When we turned onto Delancey, Ariel’s head fell onto my breast. When I picked her head up, she kissed me. She was so soft. Kissing her felt like trying to stand on a mossy stone in a river, our lips ran over each other with no traction. Her hair drifted up as if we were underwater. After a minute I became aware of it, and I started trying to kiss her back, performing, asking myself if I liked it. But for the first few seconds all I knew was her mouth.
I couldn’t lose myself in it again. I let it go over the bridge. There was no groping, just the fine edges of teeth and a feathery tongue, so yielding. I tilted my face down and told the driver to take the first exit. His eyes were locked on us in the rearview mirror.
“You have beautiful lips,” I said, pulling a few strands of her hair from my mouth. She didn’t open her eyes.
“Yes, yours are a shame too.”
The driver took the turn too fast and her head smashed into the window on the other side. She moaned the rest of the way. I was patient with her on the stairs. I couldn’t make her brush her teeth. She was asleep before I finished brushing mine, taking up the entire bed, her black hair splayed like spider legs on my pillow. Who lives here?
II
I HEARD THE RAIN while I slept, heard the cars moving, like scissors shearing paper. It was my day off.
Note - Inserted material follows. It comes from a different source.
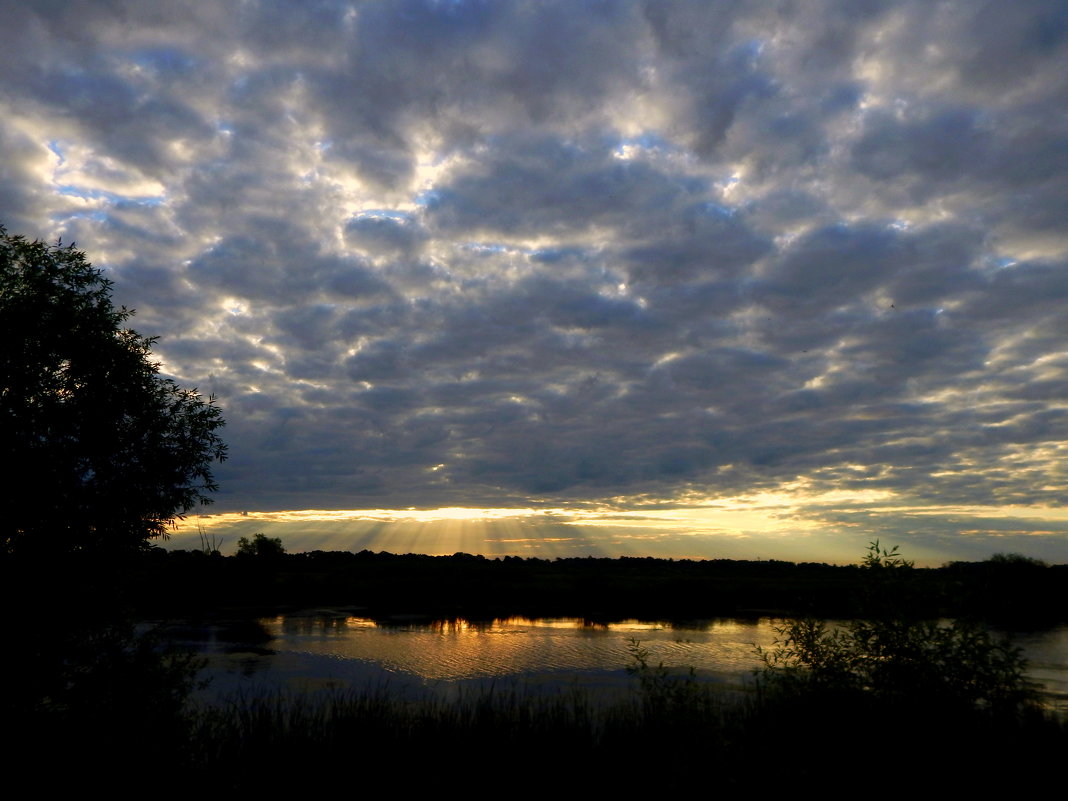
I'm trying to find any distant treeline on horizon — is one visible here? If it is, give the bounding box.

I woke up out of breath, inflamed from the radiator. Someone was playing édith Piaf out their window. It washed through the rain, the claustrophobic sky, and shot in my open window. It hit me in the chest right where old édith intended it to land. I couldn’t imagine another life.
They were both on today, their first shift back. He would be in at three p.m., although I imagined him coming in closer to three thirty. I couldn’t find a rational reason to show up at work, but I felt calm for the first time in weeks, the wasted nights of their absence firmly behind me.
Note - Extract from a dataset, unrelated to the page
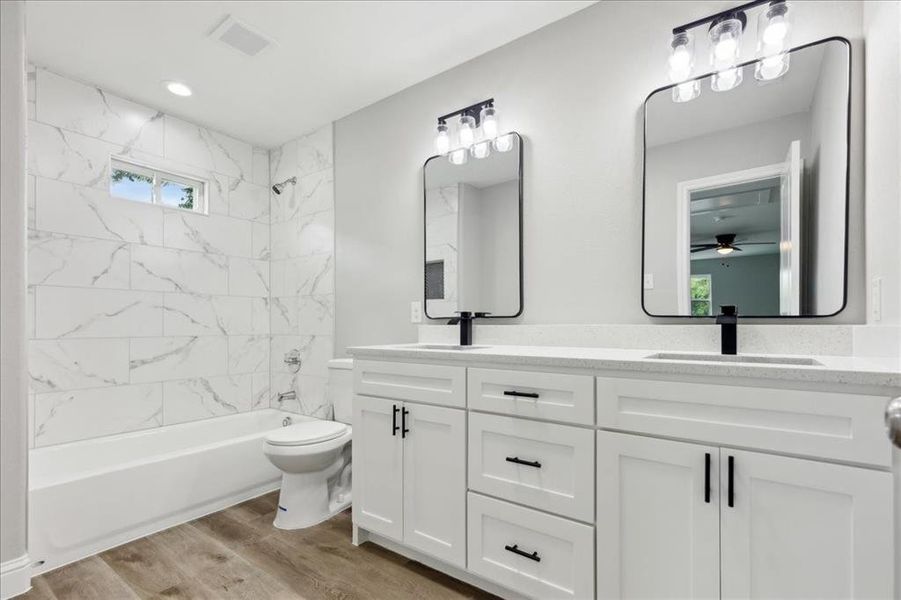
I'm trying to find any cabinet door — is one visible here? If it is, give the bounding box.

I masturbated, thinking of him on top of me, suffocating me, and every time I got close to coming he grabbed my face and said, Pay attention. Then my own body felt like a bag filled with sand and I fell back asleep.
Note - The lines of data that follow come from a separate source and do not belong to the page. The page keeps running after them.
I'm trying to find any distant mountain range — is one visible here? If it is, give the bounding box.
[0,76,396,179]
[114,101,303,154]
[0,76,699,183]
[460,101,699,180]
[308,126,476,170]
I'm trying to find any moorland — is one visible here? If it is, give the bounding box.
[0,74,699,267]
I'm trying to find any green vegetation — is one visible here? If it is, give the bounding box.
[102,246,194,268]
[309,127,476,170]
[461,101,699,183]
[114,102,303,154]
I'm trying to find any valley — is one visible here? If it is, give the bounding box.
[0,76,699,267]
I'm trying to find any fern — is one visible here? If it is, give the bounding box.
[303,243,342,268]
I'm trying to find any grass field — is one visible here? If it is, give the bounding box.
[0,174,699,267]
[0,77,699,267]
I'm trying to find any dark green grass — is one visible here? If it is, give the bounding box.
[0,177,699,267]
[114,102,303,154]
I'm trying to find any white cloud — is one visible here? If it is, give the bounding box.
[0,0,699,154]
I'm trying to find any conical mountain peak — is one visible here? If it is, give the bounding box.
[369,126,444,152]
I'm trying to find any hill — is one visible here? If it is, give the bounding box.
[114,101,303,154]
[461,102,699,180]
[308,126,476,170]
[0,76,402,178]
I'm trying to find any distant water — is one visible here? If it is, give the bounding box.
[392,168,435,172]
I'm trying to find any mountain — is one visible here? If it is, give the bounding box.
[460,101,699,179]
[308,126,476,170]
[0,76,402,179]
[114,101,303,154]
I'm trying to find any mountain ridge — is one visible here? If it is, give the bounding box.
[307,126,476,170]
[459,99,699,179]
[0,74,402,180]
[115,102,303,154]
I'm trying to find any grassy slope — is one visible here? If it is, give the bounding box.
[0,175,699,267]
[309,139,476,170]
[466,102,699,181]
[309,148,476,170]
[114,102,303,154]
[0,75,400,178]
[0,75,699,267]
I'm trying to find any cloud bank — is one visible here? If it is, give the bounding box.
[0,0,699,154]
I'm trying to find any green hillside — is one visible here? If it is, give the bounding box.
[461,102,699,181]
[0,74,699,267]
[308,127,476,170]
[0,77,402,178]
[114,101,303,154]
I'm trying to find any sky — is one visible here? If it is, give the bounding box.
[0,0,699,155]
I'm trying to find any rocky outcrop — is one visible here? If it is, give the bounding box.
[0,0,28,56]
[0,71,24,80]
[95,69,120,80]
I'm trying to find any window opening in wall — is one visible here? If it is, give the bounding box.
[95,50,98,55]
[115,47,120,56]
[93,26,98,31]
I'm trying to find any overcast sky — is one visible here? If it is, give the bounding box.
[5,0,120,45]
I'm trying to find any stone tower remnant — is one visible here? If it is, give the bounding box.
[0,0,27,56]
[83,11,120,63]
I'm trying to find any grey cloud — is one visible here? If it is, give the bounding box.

When I finally got out of bed most of the shops were closing. The pavement was slick as I ran down Bedford and into the vintage shop. I bought the first one I tried on—the girl sized me up perfectly. It was mint condition, a black leather motorcycle jacket. When I saw myself in it, I thought, I want to be friends with her. I zipped it to my throat when a wind from the river shook rain from the branches. As I walked—I swear it—strangers looked at me differently.